February is Rare Disease Month, which helps raise awareness of the 30 million people in the U.S. who have a rare disease, like the blood disorder hereditary thrombotic thrombocytopenic purpura (hTTP). At age 5, Isabel Dabrowski is as comfortable with a hospital waiting room as the nurses who work there. That’s because Isabel, or Isabel the Incredible, as she has been called, was diagnosed with hTTP when she was just 10 months old.
hTTP is a rare autosomal recessed disorder caused by an ADAMSTS13 mutation. Carly, Isabel’s mother, says that due to a missing enzyme, Isabel is at risk for both bleeding and clotting, “Some people will get this once in their lifetime and it is a medical emergency, but Isabel is having the same medical emergency over and over again. She has had close to 30 episodes since birth.”

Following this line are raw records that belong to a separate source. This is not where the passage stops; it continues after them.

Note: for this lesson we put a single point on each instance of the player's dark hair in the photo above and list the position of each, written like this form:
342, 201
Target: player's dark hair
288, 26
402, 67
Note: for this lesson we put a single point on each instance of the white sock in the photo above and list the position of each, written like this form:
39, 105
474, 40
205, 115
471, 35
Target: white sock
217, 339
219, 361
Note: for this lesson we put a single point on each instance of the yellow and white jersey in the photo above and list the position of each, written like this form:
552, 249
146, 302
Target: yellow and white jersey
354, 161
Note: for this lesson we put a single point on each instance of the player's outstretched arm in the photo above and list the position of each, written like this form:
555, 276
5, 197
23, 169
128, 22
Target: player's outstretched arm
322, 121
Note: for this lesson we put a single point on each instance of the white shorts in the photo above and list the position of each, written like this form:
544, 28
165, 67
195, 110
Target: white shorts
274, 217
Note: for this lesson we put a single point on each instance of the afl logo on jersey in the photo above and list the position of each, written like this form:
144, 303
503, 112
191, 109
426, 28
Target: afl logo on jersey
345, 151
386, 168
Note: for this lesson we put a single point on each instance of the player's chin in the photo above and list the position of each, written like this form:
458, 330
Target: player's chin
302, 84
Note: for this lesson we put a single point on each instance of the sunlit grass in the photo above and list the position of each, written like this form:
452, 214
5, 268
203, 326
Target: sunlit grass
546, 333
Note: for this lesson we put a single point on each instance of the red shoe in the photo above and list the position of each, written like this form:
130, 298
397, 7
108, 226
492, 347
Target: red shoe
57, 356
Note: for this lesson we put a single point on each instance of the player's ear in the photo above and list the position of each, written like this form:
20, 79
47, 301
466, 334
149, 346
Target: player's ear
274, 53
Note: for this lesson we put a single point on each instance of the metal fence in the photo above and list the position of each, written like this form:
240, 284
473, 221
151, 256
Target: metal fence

This disease is not what makes Isabel so incredible though. “There was a point when she was about 3 years old,” Carly recounts, “before she got her first port. The hospital staff was in awe of her because adults could not handle what she did. We call her incredible because that is truly what she is.” Isabel has stoically endured countless blood draws, procedures, and scans. “She loves to dance, and I think she uses that to cope. She can dance at the hospital. She can dance at home. It gives her something to focus on.”
Isabel continues to dance in for her antihemophilic factor infusions or plasma transfusions three times a week. “We are dependent on blood donors, and Isabel is just one of so many. Just one hour out of someone’s day can help save three lives. Every day Isabel counts on someone making a lifesaving decision to donate.”